Pasó otra vez por el Guadiana, pasó otra vez por el lugar de la caída, pasó otra vez por la Albuera, y volvió a ver los olmos centenarios dándole la bienvenida. Se vio con la merienda frente a frente, con las mondas del pepino refrescándole las sienes y la frente, y con el crujir del pepino con sal y aceite entre sus dientes. Y se vio masticando la cata (1) mientras las piernas relajadas colgaban mientras se balanceaba en el cómodo columpio y un aire de pericones (2) embriagaba el ambiente.
A ambos lados del camino, los almendros lo saludaron con alegría agitando sus ramas levemente gracias a la incipiente brisa. Era la multitud que le aclamaba al acercarse a la cinta victoriosa de la meta. Aceleró, dio el último sprint y frenó y giró bruscamente al llegar junto la casa, derrapando y haciendo chillar de emoción  a las perulas (3).
Un ojo mortecino, sobre una boca bostezante, lo miró.
- ¿De dónde vienes? –le preguntaron.
- De dar un paseíto –respondió.
- Bueno, mmm –le dijeron estirándose- ya es la hora de merendar.

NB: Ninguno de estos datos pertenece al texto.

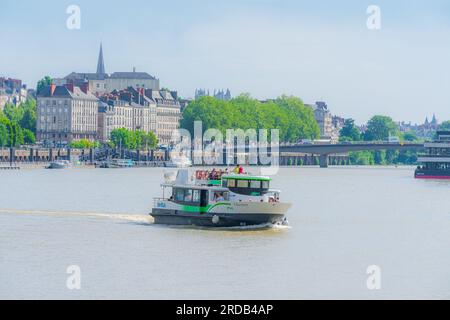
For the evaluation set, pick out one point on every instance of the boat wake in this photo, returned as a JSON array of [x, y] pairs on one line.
[[137, 218]]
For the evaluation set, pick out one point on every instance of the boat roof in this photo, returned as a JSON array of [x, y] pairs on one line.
[[245, 177], [194, 186]]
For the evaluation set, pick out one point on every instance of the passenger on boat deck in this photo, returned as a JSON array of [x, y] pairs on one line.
[[213, 175], [218, 197]]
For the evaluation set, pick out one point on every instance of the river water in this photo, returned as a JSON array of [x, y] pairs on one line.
[[343, 220]]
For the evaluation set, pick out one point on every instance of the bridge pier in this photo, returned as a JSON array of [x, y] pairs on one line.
[[323, 160]]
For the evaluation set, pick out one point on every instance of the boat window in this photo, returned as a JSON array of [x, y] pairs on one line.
[[231, 183], [242, 183], [255, 184], [221, 196], [188, 195], [196, 196], [179, 194]]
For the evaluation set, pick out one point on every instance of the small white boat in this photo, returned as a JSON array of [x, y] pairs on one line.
[[118, 163], [179, 162], [226, 201], [59, 164]]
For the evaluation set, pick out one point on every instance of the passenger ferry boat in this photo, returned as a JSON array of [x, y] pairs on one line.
[[436, 161], [59, 164], [230, 200]]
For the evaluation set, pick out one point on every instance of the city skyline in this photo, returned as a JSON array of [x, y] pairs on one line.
[[256, 47]]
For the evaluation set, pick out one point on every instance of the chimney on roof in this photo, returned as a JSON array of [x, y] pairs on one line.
[[52, 88], [70, 87], [85, 87]]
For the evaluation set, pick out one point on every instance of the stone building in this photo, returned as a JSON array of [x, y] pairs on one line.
[[12, 91], [102, 82], [66, 113], [168, 113], [324, 119], [128, 109]]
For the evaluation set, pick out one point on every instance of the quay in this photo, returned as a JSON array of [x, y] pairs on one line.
[[321, 155]]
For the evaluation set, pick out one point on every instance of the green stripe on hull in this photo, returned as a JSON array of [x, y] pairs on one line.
[[208, 208]]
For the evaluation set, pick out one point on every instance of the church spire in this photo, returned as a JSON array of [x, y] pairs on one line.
[[101, 63]]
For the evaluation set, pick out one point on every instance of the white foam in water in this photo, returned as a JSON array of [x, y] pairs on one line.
[[128, 217]]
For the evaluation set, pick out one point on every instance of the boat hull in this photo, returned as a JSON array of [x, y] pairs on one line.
[[432, 174], [215, 220]]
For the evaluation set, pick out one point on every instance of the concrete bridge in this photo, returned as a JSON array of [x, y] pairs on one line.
[[325, 150]]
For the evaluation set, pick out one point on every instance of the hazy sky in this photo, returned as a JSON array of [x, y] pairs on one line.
[[317, 50]]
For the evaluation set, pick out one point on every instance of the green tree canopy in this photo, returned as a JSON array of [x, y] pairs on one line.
[[349, 131], [20, 124], [288, 114], [410, 136], [83, 144], [380, 128], [129, 139], [445, 125], [46, 81]]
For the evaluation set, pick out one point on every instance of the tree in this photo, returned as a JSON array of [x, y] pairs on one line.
[[16, 137], [28, 136], [410, 136], [379, 128], [4, 134], [287, 114], [83, 144], [28, 120], [349, 132], [123, 138], [46, 81], [149, 141]]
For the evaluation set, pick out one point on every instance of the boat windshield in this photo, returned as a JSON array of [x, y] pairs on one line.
[[247, 186]]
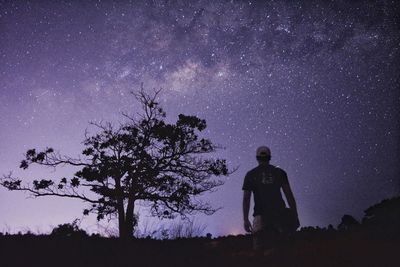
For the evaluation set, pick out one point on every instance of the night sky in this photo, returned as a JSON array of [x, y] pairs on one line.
[[317, 82]]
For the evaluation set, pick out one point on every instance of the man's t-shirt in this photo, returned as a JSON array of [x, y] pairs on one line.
[[265, 181]]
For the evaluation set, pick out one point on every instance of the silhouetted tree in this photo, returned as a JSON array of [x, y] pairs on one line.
[[384, 216], [145, 159], [348, 222]]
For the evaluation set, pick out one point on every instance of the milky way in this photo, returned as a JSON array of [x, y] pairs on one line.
[[318, 83]]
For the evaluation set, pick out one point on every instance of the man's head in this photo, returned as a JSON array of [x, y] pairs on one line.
[[263, 154]]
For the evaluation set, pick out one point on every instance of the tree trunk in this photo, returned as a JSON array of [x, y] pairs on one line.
[[121, 222], [130, 218]]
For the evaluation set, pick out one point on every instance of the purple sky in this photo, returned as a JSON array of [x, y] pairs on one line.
[[317, 83]]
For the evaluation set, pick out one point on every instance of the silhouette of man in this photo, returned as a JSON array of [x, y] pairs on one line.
[[271, 217]]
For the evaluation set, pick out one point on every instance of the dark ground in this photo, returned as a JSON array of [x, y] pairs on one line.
[[307, 248]]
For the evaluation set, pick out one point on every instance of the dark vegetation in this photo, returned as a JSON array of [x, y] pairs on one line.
[[147, 159], [375, 241]]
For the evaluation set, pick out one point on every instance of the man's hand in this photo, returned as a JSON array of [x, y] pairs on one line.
[[247, 226]]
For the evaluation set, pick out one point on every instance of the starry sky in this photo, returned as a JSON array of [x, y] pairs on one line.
[[317, 82]]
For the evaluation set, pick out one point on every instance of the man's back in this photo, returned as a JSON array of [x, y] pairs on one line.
[[265, 182]]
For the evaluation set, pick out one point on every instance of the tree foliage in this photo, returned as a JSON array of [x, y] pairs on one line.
[[145, 159]]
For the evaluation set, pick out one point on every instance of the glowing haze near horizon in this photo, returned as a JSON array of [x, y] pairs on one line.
[[317, 82]]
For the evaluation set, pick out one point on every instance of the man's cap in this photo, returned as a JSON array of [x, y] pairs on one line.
[[263, 151]]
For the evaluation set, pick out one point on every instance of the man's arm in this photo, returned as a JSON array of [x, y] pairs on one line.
[[289, 197], [246, 208]]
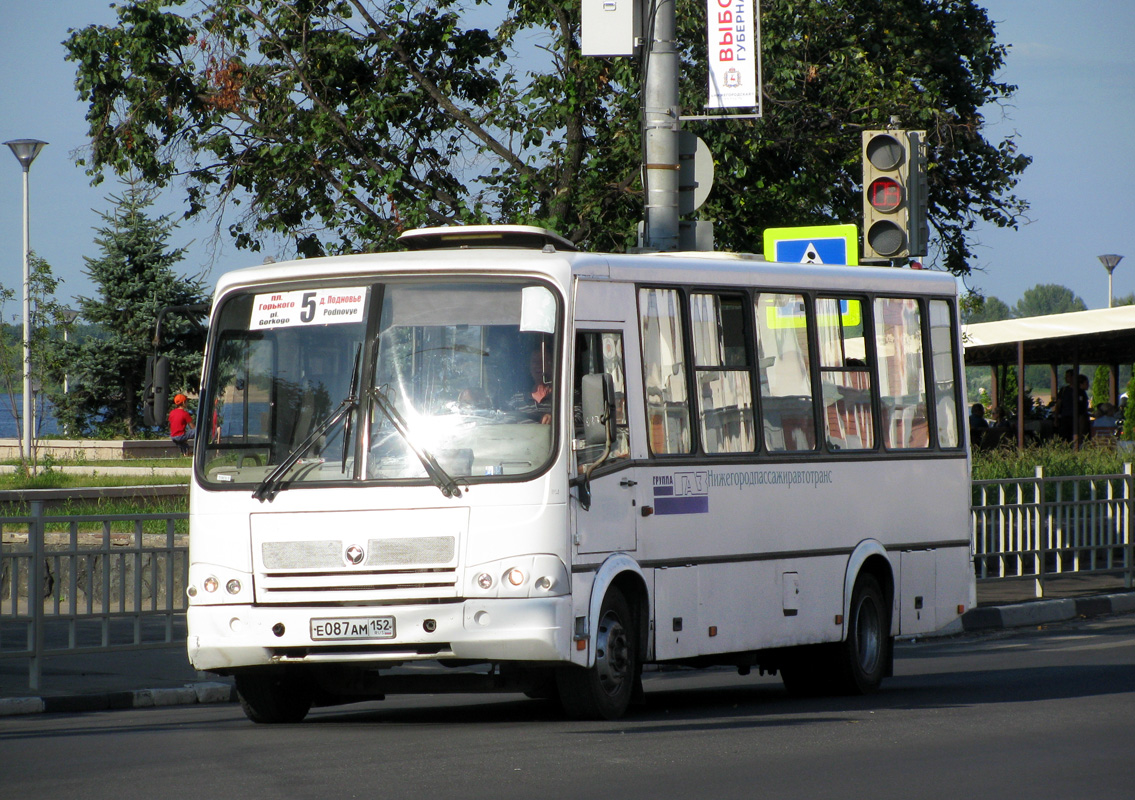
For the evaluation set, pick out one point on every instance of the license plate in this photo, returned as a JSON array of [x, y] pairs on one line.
[[352, 628]]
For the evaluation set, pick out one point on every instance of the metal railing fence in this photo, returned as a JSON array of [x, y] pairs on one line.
[[1036, 528], [90, 583]]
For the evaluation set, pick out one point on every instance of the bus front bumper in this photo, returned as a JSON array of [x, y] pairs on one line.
[[486, 630]]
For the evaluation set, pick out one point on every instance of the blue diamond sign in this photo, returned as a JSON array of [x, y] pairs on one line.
[[816, 244]]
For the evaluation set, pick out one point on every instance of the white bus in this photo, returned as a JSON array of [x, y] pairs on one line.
[[492, 462]]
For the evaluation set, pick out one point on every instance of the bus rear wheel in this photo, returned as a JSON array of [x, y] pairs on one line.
[[852, 666], [604, 691], [862, 658], [274, 696]]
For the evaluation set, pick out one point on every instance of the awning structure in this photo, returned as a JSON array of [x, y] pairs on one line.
[[1106, 336]]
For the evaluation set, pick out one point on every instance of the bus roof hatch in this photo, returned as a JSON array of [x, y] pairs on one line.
[[526, 236]]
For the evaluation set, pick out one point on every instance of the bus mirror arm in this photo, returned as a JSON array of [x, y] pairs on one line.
[[598, 400]]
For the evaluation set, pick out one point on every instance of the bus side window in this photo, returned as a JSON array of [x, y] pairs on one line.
[[785, 373], [849, 419], [667, 403], [901, 379], [942, 364], [724, 377], [597, 352]]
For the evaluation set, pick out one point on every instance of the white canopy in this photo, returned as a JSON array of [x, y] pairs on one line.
[[1106, 336]]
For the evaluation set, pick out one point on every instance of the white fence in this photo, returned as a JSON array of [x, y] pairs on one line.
[[85, 583], [1036, 528]]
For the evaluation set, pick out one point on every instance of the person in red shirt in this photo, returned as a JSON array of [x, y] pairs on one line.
[[181, 424]]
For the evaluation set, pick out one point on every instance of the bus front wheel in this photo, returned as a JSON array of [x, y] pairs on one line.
[[604, 691], [274, 696]]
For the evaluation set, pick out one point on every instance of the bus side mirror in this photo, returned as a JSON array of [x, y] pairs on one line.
[[156, 397], [598, 398]]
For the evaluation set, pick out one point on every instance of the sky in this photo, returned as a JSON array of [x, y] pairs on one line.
[[1074, 114]]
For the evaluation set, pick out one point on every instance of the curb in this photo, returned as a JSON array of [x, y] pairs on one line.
[[1041, 612], [188, 695]]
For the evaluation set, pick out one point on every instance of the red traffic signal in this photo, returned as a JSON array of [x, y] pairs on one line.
[[884, 194]]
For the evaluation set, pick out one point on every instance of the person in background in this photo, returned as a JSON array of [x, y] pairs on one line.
[[182, 430], [1106, 422], [977, 423]]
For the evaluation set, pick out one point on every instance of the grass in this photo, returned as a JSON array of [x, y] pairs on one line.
[[1057, 457], [52, 479]]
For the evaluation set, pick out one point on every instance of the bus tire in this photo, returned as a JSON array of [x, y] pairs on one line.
[[274, 696], [605, 690], [862, 658]]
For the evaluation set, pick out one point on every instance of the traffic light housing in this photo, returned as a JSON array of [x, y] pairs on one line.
[[893, 194]]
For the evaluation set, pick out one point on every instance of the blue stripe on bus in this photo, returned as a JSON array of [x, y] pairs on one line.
[[692, 504]]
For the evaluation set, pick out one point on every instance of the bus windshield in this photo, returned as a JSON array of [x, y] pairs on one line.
[[453, 381]]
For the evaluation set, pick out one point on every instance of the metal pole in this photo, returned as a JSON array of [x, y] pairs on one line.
[[35, 592], [27, 328], [661, 124]]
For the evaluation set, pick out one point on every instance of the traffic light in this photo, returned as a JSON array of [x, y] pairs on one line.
[[893, 194]]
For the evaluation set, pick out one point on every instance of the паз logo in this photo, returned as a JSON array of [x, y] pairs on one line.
[[354, 554], [682, 493]]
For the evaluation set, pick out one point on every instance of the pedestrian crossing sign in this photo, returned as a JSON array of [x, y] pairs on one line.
[[817, 244]]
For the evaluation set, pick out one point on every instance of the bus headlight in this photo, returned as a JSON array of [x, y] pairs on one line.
[[521, 577], [207, 580]]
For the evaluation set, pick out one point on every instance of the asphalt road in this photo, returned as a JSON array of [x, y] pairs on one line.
[[1047, 713]]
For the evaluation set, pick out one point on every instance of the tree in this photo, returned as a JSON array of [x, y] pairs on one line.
[[135, 279], [978, 309], [48, 322], [1048, 299], [336, 124]]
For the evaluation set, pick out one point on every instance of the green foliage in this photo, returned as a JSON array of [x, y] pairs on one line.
[[1048, 299], [1128, 432], [977, 309], [1101, 386], [135, 279], [49, 322], [336, 124], [1057, 457]]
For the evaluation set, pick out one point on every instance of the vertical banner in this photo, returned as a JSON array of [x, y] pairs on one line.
[[734, 53]]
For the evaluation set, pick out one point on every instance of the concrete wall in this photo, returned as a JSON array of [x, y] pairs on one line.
[[94, 449]]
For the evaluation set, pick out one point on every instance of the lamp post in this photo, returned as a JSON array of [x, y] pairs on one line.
[[1110, 261], [25, 150]]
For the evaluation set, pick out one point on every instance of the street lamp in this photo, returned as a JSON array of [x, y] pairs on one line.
[[1110, 261], [25, 150]]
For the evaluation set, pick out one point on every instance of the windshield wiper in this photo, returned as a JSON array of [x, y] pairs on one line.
[[270, 486], [442, 479]]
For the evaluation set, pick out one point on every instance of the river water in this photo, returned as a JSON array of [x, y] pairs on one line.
[[9, 421]]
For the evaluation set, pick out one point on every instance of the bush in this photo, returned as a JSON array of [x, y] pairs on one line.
[[1057, 457]]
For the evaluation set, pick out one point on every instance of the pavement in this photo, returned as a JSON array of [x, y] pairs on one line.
[[137, 679]]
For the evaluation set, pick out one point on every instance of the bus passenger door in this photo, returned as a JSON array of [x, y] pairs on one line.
[[610, 523]]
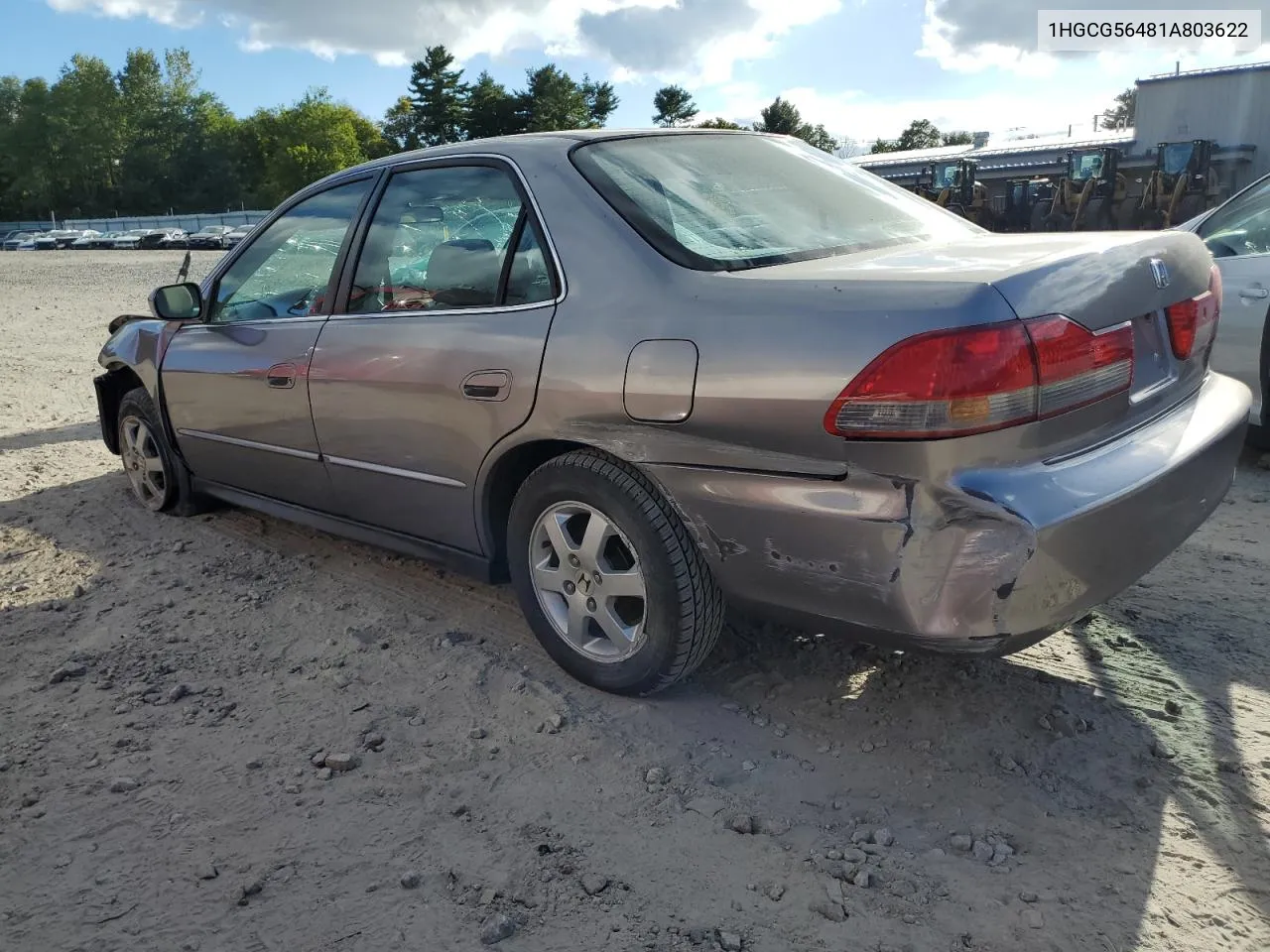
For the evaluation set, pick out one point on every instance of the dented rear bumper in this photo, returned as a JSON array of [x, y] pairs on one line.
[[984, 560]]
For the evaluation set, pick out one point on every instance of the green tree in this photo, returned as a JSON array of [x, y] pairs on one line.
[[552, 100], [921, 134], [780, 118], [783, 118], [675, 107], [492, 111], [399, 125], [817, 136], [85, 137], [439, 96], [304, 143], [1123, 111], [601, 100]]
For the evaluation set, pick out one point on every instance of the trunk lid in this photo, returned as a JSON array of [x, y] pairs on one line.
[[1097, 280]]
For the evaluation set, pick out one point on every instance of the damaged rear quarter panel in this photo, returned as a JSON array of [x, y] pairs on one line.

Aclaraciones finales.- (1) Esquina de pan redondo de pueblo en la que se hace un hoyo que se rellena con aceite y sal y se le vuelve a poner la miga encima. (2) Nombre que algunos daban en Daimiel a la planta conocida generalmente como Don Diego de Noche, cuyas flores campaniforme abren al atardecer esparciendo un agradable aroma. (3) Piedrecitas redondeadas esparcidas por las zonas de paseo para que no se levante mucho polvo al caminar”.